それならば、自分たちでその場を作ってしまおうということで生まれたのがサイコロネットなのです。自分たちがやりたいことを自由に実現できる、そういった会にしたいと思います。今現在は、心理学を勉強している人達を組織しているという段階ですが、これから私たちの力を利用したいという一般の方々にも加わってもらいます。そうなれば、いよいよ本格的な活動の開始です。
セラピーの世界では、需要と供給が全く一致していません。多くのセラピストがクライエント不足で、経済的に恵まれているとは言えません。しかし、心理的なケアを必要としている多くの人々が、セラピストにめぐり会えていないのも、又、事実なのです。一般の企業であれば、商品やサービスを売るためにマーケティングという概念を導入して、売り上げを伸ばす(需要と供給を結びつける)努力をしています。これらのことが全く行われていないのが、この世界なのです。今までのやり方の中で、セラピストやカウンセラーになろうとしても非常な困難が伴います。
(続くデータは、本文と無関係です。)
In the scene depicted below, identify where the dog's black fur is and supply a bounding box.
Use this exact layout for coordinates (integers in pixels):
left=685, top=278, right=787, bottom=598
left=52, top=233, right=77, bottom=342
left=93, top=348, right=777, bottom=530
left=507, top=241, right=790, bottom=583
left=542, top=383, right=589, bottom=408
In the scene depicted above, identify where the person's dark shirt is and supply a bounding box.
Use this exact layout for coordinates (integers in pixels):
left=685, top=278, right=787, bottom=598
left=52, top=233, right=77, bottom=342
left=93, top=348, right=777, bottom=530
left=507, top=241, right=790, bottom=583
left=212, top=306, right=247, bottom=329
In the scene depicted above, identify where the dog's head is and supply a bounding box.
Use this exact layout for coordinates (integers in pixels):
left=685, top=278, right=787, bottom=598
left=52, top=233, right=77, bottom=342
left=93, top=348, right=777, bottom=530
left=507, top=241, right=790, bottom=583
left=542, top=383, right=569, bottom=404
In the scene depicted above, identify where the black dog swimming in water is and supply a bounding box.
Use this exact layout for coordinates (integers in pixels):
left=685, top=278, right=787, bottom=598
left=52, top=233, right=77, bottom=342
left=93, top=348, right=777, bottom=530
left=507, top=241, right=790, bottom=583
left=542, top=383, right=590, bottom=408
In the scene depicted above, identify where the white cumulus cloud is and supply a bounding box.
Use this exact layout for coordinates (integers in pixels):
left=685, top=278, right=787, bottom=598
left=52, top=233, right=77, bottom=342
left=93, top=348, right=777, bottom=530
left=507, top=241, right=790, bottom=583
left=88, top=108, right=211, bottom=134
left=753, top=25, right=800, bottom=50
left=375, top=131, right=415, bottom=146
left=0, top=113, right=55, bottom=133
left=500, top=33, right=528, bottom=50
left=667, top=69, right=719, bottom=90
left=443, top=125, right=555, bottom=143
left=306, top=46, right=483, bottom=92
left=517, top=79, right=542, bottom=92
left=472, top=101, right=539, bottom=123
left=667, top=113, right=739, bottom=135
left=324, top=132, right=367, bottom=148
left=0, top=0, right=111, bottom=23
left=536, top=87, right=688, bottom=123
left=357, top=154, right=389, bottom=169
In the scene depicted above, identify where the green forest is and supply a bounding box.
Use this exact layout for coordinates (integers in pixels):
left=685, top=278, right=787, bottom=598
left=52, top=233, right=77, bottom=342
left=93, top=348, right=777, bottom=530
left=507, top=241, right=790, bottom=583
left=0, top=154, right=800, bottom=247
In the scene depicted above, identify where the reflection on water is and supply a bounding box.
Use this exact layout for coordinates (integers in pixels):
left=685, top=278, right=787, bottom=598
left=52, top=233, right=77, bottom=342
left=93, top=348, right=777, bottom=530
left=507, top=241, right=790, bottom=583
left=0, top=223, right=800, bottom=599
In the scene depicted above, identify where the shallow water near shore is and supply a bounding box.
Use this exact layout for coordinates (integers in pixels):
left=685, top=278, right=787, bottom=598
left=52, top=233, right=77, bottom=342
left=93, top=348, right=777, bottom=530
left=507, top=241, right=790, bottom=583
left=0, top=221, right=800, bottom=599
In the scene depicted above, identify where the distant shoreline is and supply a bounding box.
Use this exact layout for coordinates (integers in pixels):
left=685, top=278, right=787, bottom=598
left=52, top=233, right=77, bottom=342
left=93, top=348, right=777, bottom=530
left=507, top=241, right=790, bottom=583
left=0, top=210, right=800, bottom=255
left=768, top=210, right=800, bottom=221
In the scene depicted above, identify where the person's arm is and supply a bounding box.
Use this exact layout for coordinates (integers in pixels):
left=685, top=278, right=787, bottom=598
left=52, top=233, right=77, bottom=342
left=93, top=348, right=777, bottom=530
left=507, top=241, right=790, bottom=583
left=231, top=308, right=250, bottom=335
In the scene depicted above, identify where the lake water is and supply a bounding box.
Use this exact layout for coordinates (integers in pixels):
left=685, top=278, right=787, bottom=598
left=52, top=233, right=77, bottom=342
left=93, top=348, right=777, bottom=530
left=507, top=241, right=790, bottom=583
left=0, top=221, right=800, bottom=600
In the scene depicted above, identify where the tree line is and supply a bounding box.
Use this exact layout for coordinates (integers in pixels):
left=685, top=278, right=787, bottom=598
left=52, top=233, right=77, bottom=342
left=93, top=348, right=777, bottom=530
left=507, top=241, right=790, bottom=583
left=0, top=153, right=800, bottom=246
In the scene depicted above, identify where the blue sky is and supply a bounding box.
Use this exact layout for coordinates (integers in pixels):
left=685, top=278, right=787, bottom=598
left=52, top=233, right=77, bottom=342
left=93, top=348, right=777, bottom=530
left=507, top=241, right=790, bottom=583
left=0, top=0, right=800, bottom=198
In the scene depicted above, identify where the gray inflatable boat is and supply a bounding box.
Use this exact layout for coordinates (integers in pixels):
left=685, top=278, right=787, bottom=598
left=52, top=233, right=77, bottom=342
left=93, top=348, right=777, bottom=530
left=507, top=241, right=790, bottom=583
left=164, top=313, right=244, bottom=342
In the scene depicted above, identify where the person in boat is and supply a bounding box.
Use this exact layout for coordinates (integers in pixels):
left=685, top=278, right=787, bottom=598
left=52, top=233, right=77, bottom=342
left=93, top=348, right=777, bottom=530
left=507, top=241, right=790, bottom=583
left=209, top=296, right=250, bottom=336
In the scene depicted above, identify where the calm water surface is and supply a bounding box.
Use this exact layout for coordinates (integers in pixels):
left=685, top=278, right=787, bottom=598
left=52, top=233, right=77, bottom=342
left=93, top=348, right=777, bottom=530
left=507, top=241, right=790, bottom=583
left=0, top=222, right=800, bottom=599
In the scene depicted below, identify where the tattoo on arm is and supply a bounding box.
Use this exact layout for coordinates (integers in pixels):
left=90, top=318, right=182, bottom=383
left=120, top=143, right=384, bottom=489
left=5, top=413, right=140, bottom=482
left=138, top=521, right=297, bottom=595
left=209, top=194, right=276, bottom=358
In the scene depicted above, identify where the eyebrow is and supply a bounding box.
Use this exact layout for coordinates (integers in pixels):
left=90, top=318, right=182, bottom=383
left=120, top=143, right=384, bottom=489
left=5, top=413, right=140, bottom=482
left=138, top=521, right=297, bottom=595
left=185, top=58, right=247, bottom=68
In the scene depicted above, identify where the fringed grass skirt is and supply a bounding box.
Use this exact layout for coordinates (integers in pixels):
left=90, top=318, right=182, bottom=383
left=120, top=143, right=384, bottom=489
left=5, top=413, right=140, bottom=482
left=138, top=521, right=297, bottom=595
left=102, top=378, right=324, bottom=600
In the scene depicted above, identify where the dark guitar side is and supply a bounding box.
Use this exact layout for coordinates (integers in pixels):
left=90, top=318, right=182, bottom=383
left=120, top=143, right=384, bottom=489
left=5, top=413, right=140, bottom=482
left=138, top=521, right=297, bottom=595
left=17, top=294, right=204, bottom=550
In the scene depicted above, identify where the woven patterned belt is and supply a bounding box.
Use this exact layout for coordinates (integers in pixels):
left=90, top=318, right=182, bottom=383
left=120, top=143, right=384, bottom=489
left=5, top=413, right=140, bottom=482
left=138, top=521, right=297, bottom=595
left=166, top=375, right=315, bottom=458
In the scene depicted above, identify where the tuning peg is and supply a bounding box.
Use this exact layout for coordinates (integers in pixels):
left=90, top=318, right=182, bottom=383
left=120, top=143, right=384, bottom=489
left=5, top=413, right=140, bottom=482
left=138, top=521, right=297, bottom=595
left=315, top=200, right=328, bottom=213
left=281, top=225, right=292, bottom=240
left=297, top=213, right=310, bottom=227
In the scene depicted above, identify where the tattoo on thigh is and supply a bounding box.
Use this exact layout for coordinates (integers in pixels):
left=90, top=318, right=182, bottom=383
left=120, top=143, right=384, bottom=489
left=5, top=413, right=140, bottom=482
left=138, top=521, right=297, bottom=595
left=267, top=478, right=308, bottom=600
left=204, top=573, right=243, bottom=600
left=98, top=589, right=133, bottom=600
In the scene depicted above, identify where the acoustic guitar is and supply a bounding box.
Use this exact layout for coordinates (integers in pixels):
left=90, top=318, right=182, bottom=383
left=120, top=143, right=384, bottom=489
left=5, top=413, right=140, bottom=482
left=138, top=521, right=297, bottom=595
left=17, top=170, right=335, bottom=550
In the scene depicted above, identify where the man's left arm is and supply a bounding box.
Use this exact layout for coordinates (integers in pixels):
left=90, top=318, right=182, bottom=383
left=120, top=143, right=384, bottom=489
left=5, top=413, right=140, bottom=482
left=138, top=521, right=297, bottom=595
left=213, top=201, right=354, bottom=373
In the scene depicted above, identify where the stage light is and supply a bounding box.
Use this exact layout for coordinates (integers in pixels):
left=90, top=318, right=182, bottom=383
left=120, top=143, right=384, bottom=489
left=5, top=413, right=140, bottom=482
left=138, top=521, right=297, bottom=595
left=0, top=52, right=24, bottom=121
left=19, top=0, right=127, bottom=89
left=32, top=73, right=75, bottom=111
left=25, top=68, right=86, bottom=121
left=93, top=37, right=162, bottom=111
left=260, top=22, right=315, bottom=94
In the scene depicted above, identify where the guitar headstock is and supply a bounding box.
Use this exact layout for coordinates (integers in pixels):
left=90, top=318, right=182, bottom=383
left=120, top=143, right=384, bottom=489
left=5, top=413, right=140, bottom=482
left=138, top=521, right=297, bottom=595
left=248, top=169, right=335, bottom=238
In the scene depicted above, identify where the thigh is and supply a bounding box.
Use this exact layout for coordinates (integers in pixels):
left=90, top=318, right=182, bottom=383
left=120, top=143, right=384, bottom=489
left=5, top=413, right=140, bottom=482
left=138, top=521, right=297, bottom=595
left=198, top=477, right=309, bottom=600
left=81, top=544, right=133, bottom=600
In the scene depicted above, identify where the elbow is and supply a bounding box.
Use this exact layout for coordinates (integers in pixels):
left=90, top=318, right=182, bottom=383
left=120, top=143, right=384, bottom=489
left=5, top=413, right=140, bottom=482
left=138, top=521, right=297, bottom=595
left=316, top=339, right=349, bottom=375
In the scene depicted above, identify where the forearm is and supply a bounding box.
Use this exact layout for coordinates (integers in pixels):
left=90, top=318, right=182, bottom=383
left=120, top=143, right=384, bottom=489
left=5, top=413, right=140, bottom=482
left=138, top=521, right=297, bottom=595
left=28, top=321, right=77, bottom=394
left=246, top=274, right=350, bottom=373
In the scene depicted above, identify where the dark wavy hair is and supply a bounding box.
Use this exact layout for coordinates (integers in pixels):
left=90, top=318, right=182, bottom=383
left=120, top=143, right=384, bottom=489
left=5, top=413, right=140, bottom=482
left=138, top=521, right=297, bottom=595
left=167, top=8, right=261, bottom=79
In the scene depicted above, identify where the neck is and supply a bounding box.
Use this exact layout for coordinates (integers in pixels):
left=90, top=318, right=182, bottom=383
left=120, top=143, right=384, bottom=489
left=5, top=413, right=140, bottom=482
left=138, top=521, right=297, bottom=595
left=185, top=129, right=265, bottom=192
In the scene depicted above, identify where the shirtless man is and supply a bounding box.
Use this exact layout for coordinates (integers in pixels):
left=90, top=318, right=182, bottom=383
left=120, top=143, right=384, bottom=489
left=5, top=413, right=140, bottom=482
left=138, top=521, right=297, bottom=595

サイコロネットがやろうとしていることは、セラピーやカウンセリングなどの臨床心理を学んでいる者が、その力を有料であれ無料であれ提供したいという思いと、有料であれ無料であれそれを利用したいという思いを結びつけることから始まります。そして、単にセラピストにクライエントを斡旋するということにとどまらず、個人がこの人生でやり遂げたいと思っていることを、組織の力で実現させるというところに本当の意義があるのだと思います。
プロになるかならないかは別として、学んだ力を実際に生かすということを個々人が実現することによって、社会的にもセラピーやカウンセリングが認知される方向に向かうのだと考えています。(佐々木)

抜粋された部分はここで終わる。